Los trabajadores de la industria aceitera iniciaron este miércoles un paro nacional de actividades en reclamo de aumentos salariales que acompañen la inflación. Sin embargo, la Dirección Nacional de Relaciones del Trabajo intervino de urgencia y dictó la conciliación obligatoria que deja esa medida en suspenso.
Desde las 15 de hoy, comenzó a regir la orden nacional que se prolongará por un período de tregua de 15 días. Los sindicatos deben levantar la huelga y los piquetes portuarios, y las empresas multinacionales del sector no podrán aplicar sanciones ni descontar haberes.
El viernes habrá una audiencia formal para negociar una salida del conflicto con las autoridades de la Secretaría de Trabajo en Buenos Aires.
El reclamo sindical
Según informaron desde el sector gremial, la decisión de lanzar un paro más temprano se tomó porque los empresarios "ofrecieron un aumento salarial de 0% para mayo".
La Federación Aceitera y Desmotadora y el Sindicato de Obreros y Empleados Aceiteros San Lorenzo anunciaron la medida de fuerza conjunta "siguiendo el mandato otorgado por las y los delegados de base".
Fue ante la postura "intransigente de la Cámara de la Industria Aceitera de la República Argentina (Ciara) y las patronales aceiteras y de biodiesel, que ofrecieron una recomposición salarial de 0% en la negociación colectiva salarial aceitera".

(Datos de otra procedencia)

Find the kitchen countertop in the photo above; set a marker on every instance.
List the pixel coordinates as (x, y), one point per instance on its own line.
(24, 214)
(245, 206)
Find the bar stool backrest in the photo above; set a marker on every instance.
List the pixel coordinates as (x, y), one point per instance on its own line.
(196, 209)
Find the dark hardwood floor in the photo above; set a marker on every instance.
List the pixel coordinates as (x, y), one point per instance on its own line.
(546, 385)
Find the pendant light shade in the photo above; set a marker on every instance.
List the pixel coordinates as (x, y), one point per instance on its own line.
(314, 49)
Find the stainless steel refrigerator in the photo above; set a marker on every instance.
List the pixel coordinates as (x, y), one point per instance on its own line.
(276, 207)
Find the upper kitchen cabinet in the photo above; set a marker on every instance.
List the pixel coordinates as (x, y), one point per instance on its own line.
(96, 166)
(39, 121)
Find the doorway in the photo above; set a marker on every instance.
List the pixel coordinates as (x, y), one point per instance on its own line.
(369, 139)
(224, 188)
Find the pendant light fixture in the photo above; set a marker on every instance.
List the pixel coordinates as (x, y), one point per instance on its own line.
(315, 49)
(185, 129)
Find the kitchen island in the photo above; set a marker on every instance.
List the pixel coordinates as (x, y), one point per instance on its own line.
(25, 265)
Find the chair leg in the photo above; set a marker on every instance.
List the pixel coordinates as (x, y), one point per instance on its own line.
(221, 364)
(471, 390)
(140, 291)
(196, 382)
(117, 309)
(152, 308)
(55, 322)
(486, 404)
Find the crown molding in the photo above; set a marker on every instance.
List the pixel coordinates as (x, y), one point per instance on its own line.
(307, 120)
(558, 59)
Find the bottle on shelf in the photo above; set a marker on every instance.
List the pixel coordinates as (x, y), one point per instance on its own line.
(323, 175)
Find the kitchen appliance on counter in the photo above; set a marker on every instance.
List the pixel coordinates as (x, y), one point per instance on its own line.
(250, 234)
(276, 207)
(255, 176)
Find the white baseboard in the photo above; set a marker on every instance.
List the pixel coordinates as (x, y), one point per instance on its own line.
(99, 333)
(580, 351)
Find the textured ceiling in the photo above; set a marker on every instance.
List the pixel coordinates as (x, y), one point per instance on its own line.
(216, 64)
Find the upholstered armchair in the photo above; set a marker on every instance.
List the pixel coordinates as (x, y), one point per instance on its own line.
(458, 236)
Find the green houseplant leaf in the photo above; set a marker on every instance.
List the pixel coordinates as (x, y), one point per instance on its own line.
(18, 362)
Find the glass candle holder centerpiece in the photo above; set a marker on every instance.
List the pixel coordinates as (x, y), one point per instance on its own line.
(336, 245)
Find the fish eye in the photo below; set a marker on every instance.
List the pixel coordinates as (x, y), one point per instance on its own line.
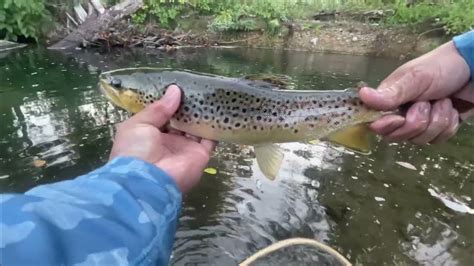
(116, 82)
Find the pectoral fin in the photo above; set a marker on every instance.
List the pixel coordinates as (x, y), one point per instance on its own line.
(355, 138)
(269, 159)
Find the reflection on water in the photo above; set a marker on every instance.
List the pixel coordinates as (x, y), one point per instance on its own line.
(370, 208)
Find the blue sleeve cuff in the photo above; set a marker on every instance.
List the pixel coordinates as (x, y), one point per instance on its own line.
(465, 45)
(125, 212)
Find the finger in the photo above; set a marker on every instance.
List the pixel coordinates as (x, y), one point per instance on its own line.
(417, 120)
(440, 119)
(450, 131)
(175, 132)
(208, 145)
(389, 96)
(387, 124)
(160, 112)
(463, 100)
(192, 137)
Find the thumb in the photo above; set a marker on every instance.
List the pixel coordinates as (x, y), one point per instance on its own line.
(161, 111)
(390, 95)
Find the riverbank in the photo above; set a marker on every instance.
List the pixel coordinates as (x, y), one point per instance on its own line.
(350, 33)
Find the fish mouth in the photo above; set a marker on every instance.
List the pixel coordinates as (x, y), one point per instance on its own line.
(110, 92)
(126, 99)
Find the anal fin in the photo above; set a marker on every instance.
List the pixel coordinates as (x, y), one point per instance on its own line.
(269, 159)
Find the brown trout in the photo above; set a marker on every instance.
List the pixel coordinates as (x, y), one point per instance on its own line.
(246, 110)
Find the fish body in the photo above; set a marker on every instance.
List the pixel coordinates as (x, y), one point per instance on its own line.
(240, 110)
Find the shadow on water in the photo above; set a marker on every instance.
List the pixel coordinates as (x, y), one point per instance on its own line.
(371, 208)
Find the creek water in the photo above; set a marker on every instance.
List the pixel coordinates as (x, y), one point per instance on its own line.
(403, 204)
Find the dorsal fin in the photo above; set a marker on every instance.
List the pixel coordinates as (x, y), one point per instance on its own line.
(268, 80)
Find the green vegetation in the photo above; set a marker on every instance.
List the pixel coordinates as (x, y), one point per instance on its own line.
(28, 18)
(456, 17)
(271, 14)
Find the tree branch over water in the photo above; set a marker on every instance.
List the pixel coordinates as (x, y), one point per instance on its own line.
(96, 23)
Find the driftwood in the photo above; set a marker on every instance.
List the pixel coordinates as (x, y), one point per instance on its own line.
(6, 45)
(96, 23)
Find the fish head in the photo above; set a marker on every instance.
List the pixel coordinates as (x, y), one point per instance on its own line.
(130, 89)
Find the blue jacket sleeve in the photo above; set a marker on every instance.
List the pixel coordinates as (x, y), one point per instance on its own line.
(465, 45)
(123, 213)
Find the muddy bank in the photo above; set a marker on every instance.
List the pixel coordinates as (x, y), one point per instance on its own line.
(346, 37)
(354, 34)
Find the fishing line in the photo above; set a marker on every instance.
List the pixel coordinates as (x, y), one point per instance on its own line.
(292, 242)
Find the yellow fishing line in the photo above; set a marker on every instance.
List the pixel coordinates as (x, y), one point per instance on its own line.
(292, 242)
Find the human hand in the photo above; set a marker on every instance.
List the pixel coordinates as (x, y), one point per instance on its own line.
(429, 82)
(143, 136)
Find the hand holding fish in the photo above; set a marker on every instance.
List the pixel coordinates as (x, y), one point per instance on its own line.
(181, 156)
(432, 83)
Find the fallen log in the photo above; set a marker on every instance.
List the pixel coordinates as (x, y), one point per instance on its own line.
(91, 29)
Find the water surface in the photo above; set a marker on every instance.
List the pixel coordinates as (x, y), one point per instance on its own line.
(370, 208)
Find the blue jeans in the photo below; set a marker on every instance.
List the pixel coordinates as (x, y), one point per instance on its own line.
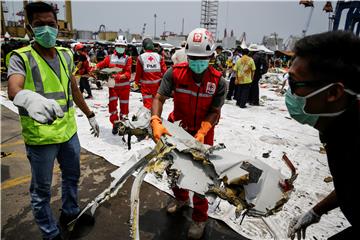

"El compromiso asumido en la paritaria del año pasado indicaba que entre el 27 de abril y el 2 de mayo de este año analizaríamos la evolución de las variables económicas del país y su impacto en el salario para negociar los aumentos necesarios. Pero las patronales, que obtuvieron una ganancia adicional de 3.740 millones de dólares con la enorme reducción de los derechos de exportación, ofrecieron un aumento salarial de 0% para mayo. No ofrecen ni un peso de aumento para nosotros, los trabajadores, que producimos la ganancia que ellos acumulan", señalaron.
Según un comunicado de la comisión directiva de la Federación de Trabajadores del Complejo Industrial Oleaginoso, su pedido tiene el mismo fundamento de hace 20 años: garantizar un salario inicial conforme a nuestro derecho constitucional de alimentación adecuada, vivienda digna, educación, vestuario, asistencia sanitaria, transporte, esparcimiento, vacaciones y previsión.
"Para garantizar ese salario, y según las mismas estadísticas del Indec, se necesitan 2.802.754 pesos y eso es lo que reclamamos a las patronales aceiteras. Su negativa a otorgar aumentos demuestra su mala fe y sin lugar a dudas es una provocación a los sindicatos aceiteros y a los trabajadores", afirmaron.
Por eso, iniciaron una huelga nacional aceitera. "No estamos dispuestos a aceptar ni una rebaja ni un congelamiento salarial. Mucho menos vamos a atar nuestra vida y la de nuestras familias a la conveniencia de las patronales", dijeron.
Un pedido "desorbitante"
Para la Cámara de la Industria Aceitera de la República Argentina (Ciara), el pedido de los trabajadores es "desorbitante" y difundió datos de los salarios que paga el sector.
"El salario promedio del empleo privado registrado ronda los $1,4 millones, mientras que la categoría inicial aceitera parte de $2,34 millones. Esto implica una diferencia del 67% por encima del promedio privado formal", señalaron.
En las categorías superiores, la diferencia llega hasta el 117%, y el salario promedio ponderado del sector aceitero alcanza los $4,9 millones en mayo de 2026.
Además, contrastaron, entre noviembre de 2023 y mayo de 2026 el salario aceitero aumentó 361% mientras que la inflación (IPC del Indec) subió 299%, el dólar aumentó 304% y la soja en pesos subió 179%.
Para fundamentar su negativa a aumentar los salarios en mayo, como plantean los sindicatos, la Cámara afirmó que la actividad industrial cayó: "En el primer trimestre de 2026, la molienda acumulada de soja fue 9% menor que en el mismo período de 2025".
"Desde enero de 2026, el salario aceitero ya aumentó 13,5%, por encima de la inflación acumulada de 12,3%. Además, se otorgó un anticipo promedio de $600.000 por trabajador para cubrir toda la inflación del primer semestre", añadieron en un comunicado.
Frente a este contexto, el nuevo pedido salarial del 20% equivaldría a proyectar una inflación anual del 34,6%, mientras que la soja en pesos cayó 9% entre enero y mayo, agregaron esas fuentes.